Levée des conflits
Conception : Boris Charmatz | Assisté de : Anne-Karine Lescop | Interprétation : Eleanor Bauer, Nuno Bizarro, Mathieu Burner, Magali Caillet-Gajan, Boris Charmatz, Sonia Darbois, Olga Dukhovnaya, Olivia Grandville, Gaspard Guilbert, Taoufiq Izeddiou, Lenio Kaklea, Jurij Konjar, Elise Ladoué, Catherine Legrand, Maud Le Pladec, Naiara Mendioroz, Thierry Micouin, Andreas Albert Müller, Mani A. Mungai, Élise Olhandéguy, Felix Ott, Annabelle Pulcini, Fabrice Ramalingom, Nabil Yahia-Aïssa | Lumière : Yves Godin | Son : Olivier Renouf | Durée : 3h environ | Production : Musée de la danse / CCNRB | Coproduction Théâtre National de Bretagne à Rennes, Théâtre de la Ville-Paris/ Festival d'Automne à Paris, Manifesta 8 (Murcia, Cartagena -Espagne-), ERSTE Foundation | Avec le soutien de Teatro Maria Matos/Lisbonne, Chassé Theater/Breda | Ce projet reçoit le soutien de Culturesfrance/Ville de Rennes.

Levée des conflits
pièce pour 25 danseurs
Chaque danseur est pris dans un mouvement perméable à la fois au danseur qui le précède et à celui qui le suit, pour fabriquer une chorégraphie dont toutes les parties sont vues simultanément.
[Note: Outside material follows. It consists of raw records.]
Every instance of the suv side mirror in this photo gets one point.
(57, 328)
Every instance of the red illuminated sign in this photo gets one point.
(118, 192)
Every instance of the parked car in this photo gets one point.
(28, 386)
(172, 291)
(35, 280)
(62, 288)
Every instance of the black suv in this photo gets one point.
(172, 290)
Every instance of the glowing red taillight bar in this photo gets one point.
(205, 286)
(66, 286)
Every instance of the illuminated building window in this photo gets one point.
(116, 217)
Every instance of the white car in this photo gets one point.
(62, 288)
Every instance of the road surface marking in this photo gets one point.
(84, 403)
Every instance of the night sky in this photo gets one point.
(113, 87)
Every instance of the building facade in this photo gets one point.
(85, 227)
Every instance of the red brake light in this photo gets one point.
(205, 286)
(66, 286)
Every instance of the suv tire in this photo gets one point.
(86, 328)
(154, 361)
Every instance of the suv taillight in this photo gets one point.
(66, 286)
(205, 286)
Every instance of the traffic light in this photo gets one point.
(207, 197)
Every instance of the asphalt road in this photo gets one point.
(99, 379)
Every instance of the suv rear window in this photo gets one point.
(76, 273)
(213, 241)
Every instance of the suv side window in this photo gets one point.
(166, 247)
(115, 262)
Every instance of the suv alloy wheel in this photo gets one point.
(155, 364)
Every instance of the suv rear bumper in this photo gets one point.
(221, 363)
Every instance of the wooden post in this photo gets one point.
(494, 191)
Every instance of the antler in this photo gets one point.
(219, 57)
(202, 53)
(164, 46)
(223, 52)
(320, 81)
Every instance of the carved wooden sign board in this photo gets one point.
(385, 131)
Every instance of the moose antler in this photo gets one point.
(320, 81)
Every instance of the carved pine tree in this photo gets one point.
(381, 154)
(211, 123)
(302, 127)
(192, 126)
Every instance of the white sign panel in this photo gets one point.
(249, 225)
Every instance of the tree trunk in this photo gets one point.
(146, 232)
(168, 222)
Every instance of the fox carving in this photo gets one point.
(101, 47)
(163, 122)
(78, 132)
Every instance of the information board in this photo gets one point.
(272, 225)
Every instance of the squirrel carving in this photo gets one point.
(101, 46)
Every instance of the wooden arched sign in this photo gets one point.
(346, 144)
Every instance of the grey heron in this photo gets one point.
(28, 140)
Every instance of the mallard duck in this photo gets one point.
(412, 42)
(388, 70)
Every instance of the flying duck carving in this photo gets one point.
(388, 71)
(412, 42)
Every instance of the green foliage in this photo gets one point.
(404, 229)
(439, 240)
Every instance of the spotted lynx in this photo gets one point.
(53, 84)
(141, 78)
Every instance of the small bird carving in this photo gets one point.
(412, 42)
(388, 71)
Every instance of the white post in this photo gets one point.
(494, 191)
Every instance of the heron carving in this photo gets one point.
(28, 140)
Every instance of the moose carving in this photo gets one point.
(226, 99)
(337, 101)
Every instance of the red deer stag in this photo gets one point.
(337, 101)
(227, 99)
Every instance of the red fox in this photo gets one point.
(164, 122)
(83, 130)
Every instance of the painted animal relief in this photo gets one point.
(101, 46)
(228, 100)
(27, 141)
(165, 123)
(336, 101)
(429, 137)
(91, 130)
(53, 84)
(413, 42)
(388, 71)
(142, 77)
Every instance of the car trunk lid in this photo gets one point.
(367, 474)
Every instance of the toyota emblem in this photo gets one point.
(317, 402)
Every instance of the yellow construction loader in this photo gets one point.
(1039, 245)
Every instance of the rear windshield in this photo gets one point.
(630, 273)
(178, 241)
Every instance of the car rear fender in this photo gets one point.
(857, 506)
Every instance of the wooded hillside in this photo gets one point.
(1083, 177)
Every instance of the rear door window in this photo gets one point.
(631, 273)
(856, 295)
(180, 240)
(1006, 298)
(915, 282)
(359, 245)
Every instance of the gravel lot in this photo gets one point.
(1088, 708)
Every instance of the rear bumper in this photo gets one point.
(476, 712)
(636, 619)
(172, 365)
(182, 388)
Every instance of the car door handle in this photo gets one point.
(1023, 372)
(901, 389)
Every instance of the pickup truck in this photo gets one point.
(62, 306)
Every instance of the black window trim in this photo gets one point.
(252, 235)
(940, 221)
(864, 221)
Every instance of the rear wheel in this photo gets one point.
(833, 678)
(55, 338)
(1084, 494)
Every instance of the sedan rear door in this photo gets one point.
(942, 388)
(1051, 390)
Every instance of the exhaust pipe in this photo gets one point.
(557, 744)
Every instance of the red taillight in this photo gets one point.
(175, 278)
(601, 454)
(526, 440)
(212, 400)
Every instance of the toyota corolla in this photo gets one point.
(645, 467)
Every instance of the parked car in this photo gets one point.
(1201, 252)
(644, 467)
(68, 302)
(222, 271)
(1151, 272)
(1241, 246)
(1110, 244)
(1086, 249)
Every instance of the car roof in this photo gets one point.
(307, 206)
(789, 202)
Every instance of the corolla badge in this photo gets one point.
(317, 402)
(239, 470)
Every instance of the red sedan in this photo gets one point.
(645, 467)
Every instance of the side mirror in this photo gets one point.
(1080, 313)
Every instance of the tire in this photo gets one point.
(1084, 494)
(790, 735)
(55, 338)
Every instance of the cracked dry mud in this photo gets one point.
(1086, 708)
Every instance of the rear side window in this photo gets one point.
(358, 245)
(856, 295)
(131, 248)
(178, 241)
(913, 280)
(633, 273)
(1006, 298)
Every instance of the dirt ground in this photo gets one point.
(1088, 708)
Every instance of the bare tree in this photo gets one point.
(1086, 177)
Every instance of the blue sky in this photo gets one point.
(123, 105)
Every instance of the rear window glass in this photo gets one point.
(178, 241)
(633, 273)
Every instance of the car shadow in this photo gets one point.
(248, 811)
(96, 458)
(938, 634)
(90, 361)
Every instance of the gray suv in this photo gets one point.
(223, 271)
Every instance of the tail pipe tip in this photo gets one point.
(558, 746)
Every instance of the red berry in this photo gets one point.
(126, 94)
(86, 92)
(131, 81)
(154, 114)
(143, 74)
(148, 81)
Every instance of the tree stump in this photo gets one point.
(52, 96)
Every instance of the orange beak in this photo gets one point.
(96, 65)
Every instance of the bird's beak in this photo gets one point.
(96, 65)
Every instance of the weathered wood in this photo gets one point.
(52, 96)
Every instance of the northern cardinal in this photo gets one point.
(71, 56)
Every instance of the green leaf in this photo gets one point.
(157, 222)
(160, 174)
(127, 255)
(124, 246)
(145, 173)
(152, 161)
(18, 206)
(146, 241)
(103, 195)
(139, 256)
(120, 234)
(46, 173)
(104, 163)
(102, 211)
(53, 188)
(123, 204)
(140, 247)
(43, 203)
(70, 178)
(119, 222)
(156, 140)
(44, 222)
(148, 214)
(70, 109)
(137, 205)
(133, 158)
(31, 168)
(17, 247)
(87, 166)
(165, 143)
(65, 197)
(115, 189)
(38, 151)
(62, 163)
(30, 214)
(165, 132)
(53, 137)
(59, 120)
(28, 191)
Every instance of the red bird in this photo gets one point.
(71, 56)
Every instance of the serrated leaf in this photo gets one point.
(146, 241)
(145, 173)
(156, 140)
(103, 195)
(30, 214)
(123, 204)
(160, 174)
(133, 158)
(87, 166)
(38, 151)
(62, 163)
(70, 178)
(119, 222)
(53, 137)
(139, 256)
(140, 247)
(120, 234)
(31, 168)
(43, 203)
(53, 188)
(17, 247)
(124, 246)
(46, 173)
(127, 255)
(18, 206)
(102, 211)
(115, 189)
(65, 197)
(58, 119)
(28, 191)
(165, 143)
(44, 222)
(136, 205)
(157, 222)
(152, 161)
Les corps se remplacent les uns les autres en permanence, de manière à ce que si la structure pivote sans fin, la forme, elle, reste totalement stable. C’est une sculpture. La pièce est donc essentiellement méditative… Elle n’existe pas sans les corps qui l’activent finement. Cette chorégraphie m’évoque irrésistiblement la définition subjective du Neutre selon Roland Barthes : le neutre comme désir de la levée des conflits.
Le projet est à la fois minimal et totalement démesuré : minimal parce que l’ensemble de la pièce peut être saisi en un seul coup d’œil, démesuré parce que la troupe est énorme et qu’elle est agitée d’une infinité de gestes respirants.